Page 1 of 1

wxRegEx & HTML

Posted: Sat Apr 04, 2009 6:43 pm
by illnatured
Here's a nice tiny regular expression that was meant to remove all HTML tags from a string:

Code: Select all

wxRegEx ExByeByeTags (wxT("<(.|\\n)+?>"), wxRE_ICASE|wxRE_ADVANCED);
It works, but I have no idea how to modify the expression in order to make it match only tags contained in a table (assuming that all tables look simply like this: <TABLE>...</TABLE>). Are there any regex-geeks here?
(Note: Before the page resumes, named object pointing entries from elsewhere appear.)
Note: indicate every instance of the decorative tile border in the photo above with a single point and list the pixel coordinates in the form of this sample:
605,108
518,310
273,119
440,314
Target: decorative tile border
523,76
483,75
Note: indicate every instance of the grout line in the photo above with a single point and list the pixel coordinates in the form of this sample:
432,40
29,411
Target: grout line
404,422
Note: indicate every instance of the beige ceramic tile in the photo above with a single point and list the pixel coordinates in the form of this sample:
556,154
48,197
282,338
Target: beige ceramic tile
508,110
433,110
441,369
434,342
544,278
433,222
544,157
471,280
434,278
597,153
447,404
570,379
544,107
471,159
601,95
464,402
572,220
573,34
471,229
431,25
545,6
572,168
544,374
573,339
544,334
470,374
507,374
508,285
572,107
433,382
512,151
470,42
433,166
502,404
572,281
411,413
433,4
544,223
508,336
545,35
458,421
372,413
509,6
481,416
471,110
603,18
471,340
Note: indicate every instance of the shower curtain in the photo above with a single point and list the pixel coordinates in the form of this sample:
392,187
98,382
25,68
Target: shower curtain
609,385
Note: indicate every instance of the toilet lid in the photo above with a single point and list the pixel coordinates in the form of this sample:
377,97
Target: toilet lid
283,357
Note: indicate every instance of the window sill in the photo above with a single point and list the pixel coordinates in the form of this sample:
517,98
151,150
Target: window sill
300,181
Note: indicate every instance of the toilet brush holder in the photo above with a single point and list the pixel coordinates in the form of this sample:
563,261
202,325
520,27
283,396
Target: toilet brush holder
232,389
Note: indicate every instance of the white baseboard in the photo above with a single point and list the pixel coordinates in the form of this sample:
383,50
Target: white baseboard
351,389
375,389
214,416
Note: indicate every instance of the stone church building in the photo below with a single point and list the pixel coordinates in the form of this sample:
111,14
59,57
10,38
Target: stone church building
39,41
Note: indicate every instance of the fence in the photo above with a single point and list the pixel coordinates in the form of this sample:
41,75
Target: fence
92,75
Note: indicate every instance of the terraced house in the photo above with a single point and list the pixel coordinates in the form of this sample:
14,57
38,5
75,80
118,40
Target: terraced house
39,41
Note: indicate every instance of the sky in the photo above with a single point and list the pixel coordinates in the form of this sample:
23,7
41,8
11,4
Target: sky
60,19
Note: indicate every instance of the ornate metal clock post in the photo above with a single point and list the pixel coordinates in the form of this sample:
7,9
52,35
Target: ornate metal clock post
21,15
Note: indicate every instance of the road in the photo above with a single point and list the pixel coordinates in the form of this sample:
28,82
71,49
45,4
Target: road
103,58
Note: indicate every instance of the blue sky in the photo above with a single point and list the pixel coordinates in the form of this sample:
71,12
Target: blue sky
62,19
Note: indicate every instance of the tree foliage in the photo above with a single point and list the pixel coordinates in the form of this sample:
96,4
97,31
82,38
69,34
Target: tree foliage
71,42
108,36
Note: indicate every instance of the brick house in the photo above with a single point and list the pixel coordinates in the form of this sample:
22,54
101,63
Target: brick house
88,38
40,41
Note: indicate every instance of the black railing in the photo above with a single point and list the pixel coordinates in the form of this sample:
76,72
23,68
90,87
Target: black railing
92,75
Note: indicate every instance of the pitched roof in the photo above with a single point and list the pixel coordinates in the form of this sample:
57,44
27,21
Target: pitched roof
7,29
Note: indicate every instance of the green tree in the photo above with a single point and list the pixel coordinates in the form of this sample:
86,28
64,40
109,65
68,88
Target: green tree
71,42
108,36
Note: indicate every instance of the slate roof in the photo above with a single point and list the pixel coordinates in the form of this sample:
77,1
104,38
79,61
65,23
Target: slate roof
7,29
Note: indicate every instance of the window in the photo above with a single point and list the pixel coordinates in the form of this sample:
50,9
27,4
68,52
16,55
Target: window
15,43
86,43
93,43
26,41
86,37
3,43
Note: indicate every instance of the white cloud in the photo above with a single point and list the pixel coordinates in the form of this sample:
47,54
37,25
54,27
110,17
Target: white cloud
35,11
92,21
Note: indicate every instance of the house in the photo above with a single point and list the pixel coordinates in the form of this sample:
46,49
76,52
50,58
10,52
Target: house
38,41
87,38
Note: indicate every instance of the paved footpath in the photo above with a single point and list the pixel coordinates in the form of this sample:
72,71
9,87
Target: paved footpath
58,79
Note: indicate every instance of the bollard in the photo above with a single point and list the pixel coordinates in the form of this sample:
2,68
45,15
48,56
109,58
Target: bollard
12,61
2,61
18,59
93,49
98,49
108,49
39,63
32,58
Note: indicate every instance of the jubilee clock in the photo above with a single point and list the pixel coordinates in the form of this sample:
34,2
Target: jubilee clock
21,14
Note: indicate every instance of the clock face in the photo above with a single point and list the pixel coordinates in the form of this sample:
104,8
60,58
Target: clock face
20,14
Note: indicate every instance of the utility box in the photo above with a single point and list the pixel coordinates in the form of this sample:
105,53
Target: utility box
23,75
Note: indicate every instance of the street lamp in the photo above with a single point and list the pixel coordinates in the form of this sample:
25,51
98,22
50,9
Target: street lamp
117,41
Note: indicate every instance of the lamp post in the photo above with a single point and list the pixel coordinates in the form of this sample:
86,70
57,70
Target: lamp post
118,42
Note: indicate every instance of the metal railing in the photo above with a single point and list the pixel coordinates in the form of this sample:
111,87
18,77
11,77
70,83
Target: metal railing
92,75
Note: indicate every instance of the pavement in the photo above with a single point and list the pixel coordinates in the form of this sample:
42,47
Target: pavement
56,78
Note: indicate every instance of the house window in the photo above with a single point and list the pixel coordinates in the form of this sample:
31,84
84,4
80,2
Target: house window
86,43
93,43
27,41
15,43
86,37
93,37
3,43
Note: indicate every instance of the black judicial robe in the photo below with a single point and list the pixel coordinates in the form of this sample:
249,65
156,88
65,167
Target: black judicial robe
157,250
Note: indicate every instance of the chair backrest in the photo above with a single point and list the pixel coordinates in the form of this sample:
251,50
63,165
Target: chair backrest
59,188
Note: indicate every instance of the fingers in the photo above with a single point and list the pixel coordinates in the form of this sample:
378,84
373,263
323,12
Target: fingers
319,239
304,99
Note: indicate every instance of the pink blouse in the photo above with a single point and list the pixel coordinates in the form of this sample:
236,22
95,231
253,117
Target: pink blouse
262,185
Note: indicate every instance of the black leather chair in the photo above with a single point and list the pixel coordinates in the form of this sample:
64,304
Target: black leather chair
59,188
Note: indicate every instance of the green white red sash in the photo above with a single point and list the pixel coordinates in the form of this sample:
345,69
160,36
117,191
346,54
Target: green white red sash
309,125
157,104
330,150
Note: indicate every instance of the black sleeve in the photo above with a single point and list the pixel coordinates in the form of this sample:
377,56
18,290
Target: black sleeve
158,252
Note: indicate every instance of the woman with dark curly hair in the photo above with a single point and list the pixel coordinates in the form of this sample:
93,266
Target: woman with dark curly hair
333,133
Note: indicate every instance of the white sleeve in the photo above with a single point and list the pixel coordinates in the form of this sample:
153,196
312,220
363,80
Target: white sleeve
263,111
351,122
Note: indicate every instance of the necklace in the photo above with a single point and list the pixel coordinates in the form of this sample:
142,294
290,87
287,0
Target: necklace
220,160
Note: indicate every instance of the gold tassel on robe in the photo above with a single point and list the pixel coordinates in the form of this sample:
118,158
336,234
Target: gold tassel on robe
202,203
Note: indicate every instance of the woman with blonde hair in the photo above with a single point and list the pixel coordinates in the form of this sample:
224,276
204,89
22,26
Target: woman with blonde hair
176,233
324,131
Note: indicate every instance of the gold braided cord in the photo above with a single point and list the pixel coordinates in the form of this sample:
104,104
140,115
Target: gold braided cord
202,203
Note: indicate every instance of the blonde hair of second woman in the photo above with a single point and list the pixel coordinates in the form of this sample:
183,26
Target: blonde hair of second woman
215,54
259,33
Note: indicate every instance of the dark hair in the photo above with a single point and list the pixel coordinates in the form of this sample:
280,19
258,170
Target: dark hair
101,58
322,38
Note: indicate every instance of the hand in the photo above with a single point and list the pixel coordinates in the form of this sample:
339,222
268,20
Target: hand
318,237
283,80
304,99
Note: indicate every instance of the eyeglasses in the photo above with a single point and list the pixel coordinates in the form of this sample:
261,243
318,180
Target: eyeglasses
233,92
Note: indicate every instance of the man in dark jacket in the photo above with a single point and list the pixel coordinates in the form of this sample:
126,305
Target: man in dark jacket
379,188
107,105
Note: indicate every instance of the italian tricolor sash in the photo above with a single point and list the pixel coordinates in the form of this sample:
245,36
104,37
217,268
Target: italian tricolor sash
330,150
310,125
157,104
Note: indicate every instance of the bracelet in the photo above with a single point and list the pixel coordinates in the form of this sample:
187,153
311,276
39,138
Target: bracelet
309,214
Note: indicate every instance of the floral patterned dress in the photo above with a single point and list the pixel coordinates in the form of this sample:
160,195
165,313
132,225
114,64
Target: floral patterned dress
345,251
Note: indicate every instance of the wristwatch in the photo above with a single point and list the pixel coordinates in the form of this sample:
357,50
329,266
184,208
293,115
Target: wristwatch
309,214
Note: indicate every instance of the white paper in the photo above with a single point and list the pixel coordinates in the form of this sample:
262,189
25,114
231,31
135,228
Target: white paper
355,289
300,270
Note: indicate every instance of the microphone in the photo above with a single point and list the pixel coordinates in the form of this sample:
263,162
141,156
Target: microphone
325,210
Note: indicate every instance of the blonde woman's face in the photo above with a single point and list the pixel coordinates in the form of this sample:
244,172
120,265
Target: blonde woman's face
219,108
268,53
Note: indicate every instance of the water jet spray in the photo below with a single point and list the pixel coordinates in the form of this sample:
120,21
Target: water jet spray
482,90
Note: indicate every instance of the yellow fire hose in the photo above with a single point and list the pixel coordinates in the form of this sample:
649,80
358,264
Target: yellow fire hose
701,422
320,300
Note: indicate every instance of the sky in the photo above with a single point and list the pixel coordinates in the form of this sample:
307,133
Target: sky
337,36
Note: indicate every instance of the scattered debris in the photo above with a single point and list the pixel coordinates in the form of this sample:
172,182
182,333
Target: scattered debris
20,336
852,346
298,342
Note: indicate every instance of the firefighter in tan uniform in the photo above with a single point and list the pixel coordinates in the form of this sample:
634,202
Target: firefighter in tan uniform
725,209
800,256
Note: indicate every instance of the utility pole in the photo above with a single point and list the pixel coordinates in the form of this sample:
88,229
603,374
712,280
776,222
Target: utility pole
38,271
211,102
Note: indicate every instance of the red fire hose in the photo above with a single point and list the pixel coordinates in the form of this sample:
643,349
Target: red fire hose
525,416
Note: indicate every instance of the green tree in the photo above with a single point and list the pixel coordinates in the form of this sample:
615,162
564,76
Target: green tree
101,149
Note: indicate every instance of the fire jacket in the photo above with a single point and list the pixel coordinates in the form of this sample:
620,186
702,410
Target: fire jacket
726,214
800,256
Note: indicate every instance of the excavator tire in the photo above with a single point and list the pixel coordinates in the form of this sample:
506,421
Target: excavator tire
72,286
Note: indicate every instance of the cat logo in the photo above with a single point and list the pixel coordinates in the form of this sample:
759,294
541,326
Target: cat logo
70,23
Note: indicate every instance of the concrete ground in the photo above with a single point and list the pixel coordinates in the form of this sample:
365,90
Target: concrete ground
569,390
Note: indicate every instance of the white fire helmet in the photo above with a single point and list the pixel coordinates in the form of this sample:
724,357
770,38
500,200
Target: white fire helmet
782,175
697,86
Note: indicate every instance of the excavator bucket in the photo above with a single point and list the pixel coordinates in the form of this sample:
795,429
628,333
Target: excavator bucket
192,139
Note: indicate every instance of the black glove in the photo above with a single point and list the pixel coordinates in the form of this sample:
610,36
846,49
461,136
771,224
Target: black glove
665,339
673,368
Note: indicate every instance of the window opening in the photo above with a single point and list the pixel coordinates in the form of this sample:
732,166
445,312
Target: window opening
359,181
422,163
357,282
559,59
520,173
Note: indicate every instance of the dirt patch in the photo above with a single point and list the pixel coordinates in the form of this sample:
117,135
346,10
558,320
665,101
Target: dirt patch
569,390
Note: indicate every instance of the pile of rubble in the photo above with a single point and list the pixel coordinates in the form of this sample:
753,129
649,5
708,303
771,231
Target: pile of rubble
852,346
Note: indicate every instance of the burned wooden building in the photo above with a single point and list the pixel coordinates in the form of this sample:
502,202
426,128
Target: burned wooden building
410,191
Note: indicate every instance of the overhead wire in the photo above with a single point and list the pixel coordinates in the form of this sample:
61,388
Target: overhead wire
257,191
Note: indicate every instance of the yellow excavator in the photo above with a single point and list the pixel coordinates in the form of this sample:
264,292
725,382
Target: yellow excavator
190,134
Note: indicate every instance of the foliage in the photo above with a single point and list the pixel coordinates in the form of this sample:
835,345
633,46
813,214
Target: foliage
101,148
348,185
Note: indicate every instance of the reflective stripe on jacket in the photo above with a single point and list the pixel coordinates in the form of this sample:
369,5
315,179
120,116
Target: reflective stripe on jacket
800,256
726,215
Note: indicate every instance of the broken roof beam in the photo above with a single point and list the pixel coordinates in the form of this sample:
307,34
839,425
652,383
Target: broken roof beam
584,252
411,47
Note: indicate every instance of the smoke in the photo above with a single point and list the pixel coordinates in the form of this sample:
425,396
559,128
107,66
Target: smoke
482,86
I'm already having nightmares involving strange ASCII characters ;).

Posted: Mon Apr 06, 2009 2:24 am
by protocol
Please provide a test subject string.

Also check out my app, QuRegExmm on sourceforge, it may be able to help you make the match.

Posted: Mon Apr 06, 2009 5:39 pm
by illnatured
protocol wrote:Please provide a test subject string.

Also check out my app, QuRegExmm on sourceforge, it may be able to help you make the match.
Cool app, surely much better than compiling my wx program every time :). Thank you. This is a test string:
<P>
These tags should remain untouched...
</P>

<table>
<tr><td><span class=A></span>...while these ones should disappear.</span></td></tr>
<tr><td><span class=A></span>&nbsp;It would be nice if this "nbsp" disappeared too</span></td></tr>
<tr><td><span class=A></span>Some text</span></td></tr>
</table>
(not a 100% valid HTML, but this is intentional)

Posted: Wed Apr 15, 2009 5:00 pm
by illnatured
It seems that regular expressions alone aren't powerful enough to easily accomplish this task, so I mixed them with good old std:string functions and it works for me. Nevertheless, your app is so helpful that 5 wxAwards go to you ;).

Posted: Fri Apr 17, 2009 4:00 am
by protocol
Excellent. I'm glad you enjoy the app.

Regards.